Along with announcing the city’s annual infrastructure projects—which include $37 million in new spending on resurfacing and fixing roads, and $22 million invested in bridges—Hogsett plans to focus on improving maintenance to Indianapolis’ streets and leveraging private investment to pay for neighborhood projects.
Hogsett will pledge to use new budget surpluses to grow the city’s street maintenance crew by nearly a third—from 99 people to 135 people, a response to the dreadful winter the city experienced from a pothole and street maintenance standpoint.
“Because of our budget, we now can rebuild something the city once had,” said DPW director Dan Parker in advance of Hogsett’s speech.
In the early 1990s, Parker said the city used to have 300 people responsible for 6,500 lane miles of street maintenance. Now, the 99 current personnel are responsible for 8,100 lane miles.
The investment in new staff amounts to $2.5 million annually. The department will also invest in $7.5 million in new equipment, which will allow for the city to do minor resurfacing of its roads “in-house,” as opposed to contracting out for all of its work.
“We used to do all of this,” Parker said.
Chief of staff Thomas Cook said “there is money available” for the investment because of to under-spending in 2017 and getting a higher-than-expected influx of cash from tax revenue in 2018.
The mayor will also announce the results of a new public-private partnership infrastructure program, which will see 15 projects funded this year.
The goal of the program was to leverage private investment to bolster limited available public dollars—$4 million of city dollars, to be exact—into more significant projects than the city could take on by itself.
Deputy Mayor Jeff Bennett said the projects—which include sidewalks, street resurfacing, paths, and bridges—will amount to $8 million in investment.
The selected projects include:
— working with the Indianapolis Museum of Art at Newfields to install a multi-modal path and better crosswalks that will connect the campus to the Central Canal Towpath. Crosswalks will also be installed at 40th Street and Michigan Road, and will be improved elsewhere.
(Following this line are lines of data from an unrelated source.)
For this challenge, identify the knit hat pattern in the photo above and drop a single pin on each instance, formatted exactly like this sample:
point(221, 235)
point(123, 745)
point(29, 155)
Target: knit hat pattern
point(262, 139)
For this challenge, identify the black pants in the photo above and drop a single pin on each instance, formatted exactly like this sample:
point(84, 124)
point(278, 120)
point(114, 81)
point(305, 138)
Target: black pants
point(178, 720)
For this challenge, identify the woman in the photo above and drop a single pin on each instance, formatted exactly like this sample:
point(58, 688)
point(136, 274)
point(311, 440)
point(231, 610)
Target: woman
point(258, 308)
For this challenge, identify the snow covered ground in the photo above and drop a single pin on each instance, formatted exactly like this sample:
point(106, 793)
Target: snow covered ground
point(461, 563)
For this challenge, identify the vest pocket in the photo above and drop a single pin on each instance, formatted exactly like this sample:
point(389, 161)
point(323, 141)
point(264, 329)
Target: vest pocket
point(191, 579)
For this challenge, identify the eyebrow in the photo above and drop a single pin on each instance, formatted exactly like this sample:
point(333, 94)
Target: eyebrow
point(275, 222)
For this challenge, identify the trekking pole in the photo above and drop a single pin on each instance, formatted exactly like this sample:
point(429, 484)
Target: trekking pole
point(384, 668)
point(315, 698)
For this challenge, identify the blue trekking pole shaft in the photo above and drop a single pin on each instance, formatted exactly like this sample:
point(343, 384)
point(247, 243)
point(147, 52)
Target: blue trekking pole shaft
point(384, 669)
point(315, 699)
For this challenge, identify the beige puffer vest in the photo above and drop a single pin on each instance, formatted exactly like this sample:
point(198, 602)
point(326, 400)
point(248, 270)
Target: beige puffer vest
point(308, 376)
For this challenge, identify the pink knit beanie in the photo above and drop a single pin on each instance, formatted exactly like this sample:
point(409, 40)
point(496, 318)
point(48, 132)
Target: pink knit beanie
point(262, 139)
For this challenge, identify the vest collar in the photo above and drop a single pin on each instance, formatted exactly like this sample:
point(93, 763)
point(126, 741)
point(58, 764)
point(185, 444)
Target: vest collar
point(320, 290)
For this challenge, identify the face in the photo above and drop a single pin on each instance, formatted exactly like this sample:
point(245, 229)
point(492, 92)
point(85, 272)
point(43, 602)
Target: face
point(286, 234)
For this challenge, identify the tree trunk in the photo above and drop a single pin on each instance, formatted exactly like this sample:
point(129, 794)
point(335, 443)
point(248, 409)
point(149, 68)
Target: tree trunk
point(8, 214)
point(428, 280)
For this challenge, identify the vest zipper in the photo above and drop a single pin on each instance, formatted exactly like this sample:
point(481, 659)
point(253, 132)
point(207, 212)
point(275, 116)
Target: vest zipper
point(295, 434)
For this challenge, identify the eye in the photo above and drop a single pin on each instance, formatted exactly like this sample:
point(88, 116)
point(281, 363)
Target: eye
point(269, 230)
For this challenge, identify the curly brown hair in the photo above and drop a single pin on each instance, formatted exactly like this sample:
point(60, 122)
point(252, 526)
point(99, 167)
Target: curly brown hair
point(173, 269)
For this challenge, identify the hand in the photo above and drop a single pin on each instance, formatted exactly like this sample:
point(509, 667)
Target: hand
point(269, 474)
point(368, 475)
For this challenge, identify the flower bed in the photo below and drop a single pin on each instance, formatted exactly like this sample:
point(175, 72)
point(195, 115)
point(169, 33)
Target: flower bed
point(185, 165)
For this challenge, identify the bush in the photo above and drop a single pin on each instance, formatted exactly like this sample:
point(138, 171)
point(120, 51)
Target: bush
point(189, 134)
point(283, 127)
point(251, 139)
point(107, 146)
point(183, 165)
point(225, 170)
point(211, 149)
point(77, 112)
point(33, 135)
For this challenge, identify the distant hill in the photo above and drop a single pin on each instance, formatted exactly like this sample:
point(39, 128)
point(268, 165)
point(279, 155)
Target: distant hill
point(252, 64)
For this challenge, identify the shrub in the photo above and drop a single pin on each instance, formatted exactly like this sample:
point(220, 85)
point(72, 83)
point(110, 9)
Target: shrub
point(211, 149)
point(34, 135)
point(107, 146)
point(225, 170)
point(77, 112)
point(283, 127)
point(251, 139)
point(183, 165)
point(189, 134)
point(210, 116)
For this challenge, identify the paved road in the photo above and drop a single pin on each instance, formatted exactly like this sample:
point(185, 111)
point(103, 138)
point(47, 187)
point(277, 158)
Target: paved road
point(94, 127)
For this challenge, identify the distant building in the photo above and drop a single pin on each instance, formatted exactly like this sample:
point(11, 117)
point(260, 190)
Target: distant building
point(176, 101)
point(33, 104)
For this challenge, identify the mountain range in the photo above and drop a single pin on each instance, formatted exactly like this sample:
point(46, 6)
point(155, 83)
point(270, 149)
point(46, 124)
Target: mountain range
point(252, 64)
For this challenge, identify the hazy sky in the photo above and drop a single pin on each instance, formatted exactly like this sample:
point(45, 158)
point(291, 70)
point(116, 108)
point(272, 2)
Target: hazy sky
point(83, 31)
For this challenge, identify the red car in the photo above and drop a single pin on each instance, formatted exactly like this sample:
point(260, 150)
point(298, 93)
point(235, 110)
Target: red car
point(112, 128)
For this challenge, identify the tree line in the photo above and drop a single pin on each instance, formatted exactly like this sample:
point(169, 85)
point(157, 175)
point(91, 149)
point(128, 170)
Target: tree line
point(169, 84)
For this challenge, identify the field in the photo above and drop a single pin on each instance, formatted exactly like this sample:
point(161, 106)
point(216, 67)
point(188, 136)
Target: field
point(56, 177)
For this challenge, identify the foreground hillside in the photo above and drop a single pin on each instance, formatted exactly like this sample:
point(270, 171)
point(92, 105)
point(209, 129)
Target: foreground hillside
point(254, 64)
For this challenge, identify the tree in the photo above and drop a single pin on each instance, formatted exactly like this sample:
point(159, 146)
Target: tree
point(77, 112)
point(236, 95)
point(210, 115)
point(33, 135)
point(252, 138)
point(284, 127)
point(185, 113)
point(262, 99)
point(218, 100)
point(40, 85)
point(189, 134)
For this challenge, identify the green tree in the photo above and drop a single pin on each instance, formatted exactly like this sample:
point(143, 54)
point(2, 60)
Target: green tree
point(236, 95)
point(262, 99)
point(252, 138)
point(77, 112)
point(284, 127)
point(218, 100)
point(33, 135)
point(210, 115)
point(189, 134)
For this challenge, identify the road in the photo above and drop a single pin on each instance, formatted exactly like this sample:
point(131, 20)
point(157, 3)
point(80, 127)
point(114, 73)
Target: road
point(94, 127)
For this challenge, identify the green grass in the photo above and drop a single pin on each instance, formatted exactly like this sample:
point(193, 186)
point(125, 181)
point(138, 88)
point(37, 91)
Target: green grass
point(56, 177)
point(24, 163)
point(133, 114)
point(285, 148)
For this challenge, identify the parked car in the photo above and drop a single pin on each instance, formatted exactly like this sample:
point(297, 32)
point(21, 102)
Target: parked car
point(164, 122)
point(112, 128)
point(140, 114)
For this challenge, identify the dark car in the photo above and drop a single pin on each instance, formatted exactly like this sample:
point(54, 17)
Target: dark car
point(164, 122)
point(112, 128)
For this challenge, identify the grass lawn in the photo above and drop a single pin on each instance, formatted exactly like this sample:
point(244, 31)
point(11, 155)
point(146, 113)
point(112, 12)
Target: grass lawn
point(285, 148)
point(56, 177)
— creating a new multi-modal path along west 38th Street for International Marketplace customers and neighbors, between Lafayette Road and Michigan Road. The city will work with the International Marketplace Coalition to construct a 10-foot-wide path from Lafayette Road to and across Commercial Drive, with improved pedestrian crossings.
— a multi-modal path along the north side of Broad Ripple Avenue from the Monon Trail to Broad Ripple Park, which has been conditionally approved. This project is in conjunction with Broad Ripple Village Association.
— replacing and repairing four sections of sidewalk along Highland Avenue, East 10th Street, and Dorman Street. Cottage Home Neighborhood Association is the partner.
— increasing sidewalks to allow for safe and accessible connectivity for visitors and neighbors of the Edna Martin Christian Center, 2605 E. 25th St.
— Resurfacing roads and installing sidewalks at the former PR Mallory building, 3029 E. Washington St., to help students and neighbors. This project will be completed with the Englewood Community Development Corp.
— working with the Lockerbie Square Neighborhood Association to improve seven sites in the neighborhood.
Parker said groups representing 27 projects applied, and that some groups who were not picked may have projects that are feasible for the future.
The good news, city staffers said, is all the applications have been scored by the department’s engineering department, which will allow applicants to make educated revisions to their proposals.
“Some weren’t ready for prime time,” Bennett said. “Our hope is they come back next year."